SCHOOLS in the region that failed to teach a foreign language to a single pupil over the age of 14 last year have responded to criticism.

The Conservative party said Government guidelines to make GCSE language courses voluntary would damage Britain's international competitiveness.

But schools in the North-East said it was not true to say they had scrapped GCSE language courses.

Colin Algie, headteacher at Ormesby Comprehensive School in Middlesbrough - one of the schools singled out by the Tories - said that foreign languages were an important part of the curriculum.

He said: "As a teacher of modern languages myself, I hold these subjects close to my heart.

"I think they are extremely important and now we send our head of department into primary schools to teach years five and six at primary school level.

"The children then come here at the age of 11 to continue another three years of languages.

"They then make a decision whether to continue with the subjects as far as GCSE level.

"But following Government policy on this, from the age of 14, children now have the option to drop their languages.

"We, as a school, are taking great strides to encourage our pupils into learning another language, contrary to this Government policy."

The Tories revealed that 25 schools in England did not teach a single GCSE language course last year, including Ormesby School, Dyke House Comprehensive School, in Hartlepool, and the federation of Fyndoune Community College, in Sacriston, County Durham, and Durham Community Business College for Technology and Enterprise, in Ushaw Moor.

Bill Jordon CBE, headteacher at Dyke House School, said they participated in a similar primary school pilot project to Ormesby.

He said: "For this current year, we have 12 pupils taking foreign language exams in the summer and there will be ten sitting the following academic year."

Fiona Wilson, assistant headteacher (curriculum) at Fyndoune and Durham Community Business College, said: "Since the curriculum changes of 2004, we have explored new ways of providing an entitlement to modern foreign languages at key stage four.

"In the past two years, students have followed a GCSE French course and, from September 2006, it has been compulsory for students on one of our pathway programmes to study Spanish.

"The federation between Fyndoune and Durham Community Business College prides itself on the breadth of choice offered to all of our students."

The Government has repeatedly been accused of plunging language teaching in crisis through its 2004 decision to make it voluntary at GCSE level.

Nick Gibb, Conservative schools' spokesman, said: "We are now seeing an increasing number of schools not teaching a modern foreign language to any of their students.

"In the long-term, this will present problems for this country's international competitiveness."

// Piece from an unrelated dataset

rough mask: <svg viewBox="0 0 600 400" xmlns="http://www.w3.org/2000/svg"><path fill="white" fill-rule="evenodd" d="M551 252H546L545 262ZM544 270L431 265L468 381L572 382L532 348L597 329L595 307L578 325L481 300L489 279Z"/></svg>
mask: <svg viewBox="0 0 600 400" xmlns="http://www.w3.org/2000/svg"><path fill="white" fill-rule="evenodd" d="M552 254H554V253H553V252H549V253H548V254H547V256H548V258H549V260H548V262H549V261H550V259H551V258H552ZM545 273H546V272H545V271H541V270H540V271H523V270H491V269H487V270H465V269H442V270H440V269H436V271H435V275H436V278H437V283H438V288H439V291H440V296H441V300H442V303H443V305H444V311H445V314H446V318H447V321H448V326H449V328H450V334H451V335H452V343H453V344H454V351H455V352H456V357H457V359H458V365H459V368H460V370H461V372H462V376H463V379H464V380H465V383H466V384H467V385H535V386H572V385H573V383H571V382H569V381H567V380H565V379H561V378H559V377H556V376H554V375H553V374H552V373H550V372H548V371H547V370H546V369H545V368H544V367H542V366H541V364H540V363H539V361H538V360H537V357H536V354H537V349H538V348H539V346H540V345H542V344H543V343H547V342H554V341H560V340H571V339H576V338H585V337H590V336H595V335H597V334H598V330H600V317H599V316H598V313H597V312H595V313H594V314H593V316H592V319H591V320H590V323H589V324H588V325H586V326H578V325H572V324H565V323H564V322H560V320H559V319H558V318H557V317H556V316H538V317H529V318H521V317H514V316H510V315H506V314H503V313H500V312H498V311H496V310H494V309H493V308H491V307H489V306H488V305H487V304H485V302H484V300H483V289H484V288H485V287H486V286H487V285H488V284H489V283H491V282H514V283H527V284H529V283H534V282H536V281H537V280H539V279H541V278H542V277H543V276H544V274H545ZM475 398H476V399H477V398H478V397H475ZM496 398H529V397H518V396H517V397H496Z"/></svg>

The existence of schools failing to teach any language courses was first revealed last December, in an independent review carried out for the Government by Lord Dearing.

The peer said it illustrated the "striking" contrast in the way the 2004 guidelines had been adopted by different schools across England.

The Tories highlighted how the proportion of pupils taking a language at GCSE has dropped from 78 per cent in 2001 to 51 per cent last year.